I’ll leave that question for now – let’s go back to the exhibition. There’s two more rooms, and I find both to be a bit disappointing after what we’ve seen so far. One room is about women as witches. The subject is very interesting, but it just doesn’t really fit the narrative of the rest of the exhibition, and when it comes to subject matter the artworks and objects gathered in this room are (in my humble opinion) all over the place. The last room is about the depiction of witches in our modern times. It’s an empty room with projections on the walls of witches in popular media, such as movies and animations. I knew modern witches would be depicted in this exhibition, but I expected a bit more of it – maybe some actual artworks, some objects or movie props, and maybe a nod to modern witchcraft?

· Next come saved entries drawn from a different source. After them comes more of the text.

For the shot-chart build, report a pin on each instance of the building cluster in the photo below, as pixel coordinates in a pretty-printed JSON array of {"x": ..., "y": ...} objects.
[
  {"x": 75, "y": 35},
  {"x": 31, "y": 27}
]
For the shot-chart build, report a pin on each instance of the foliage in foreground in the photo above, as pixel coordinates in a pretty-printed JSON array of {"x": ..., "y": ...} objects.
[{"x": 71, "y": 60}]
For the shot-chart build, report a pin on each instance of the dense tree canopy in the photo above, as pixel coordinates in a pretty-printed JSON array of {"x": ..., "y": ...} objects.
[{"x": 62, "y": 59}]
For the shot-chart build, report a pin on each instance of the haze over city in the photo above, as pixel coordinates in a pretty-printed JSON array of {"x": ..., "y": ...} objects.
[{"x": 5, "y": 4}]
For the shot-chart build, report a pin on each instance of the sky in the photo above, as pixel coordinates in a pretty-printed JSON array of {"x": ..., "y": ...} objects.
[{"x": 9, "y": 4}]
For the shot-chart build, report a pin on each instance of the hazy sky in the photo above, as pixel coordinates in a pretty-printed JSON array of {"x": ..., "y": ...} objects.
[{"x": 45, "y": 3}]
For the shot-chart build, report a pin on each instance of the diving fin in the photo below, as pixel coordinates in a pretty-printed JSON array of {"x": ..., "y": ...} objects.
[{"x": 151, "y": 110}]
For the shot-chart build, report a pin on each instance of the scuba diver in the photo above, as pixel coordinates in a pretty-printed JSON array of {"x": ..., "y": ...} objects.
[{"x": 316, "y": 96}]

That said, I really enjoyed this exhibition! It was a feast to see all these witch images together. I definitely learned a thing or two from the exhibition, and from Renilde Vervoort’s study Vrouwen op den besem en derghelijck ghespoock (Women on brooms and similar hauntings), which I’m reading right now. I bought it in te museum shop, together with Johan Otten’s Duivelskwartier, which I wrote about last month.

It’s good to see that witchcraft, magic and folklore are getting more popular as research subjects. It teaches us a lot about the nature of people and about the ways of certain parts of the world. And to this pagan, it is also a source of inspiration.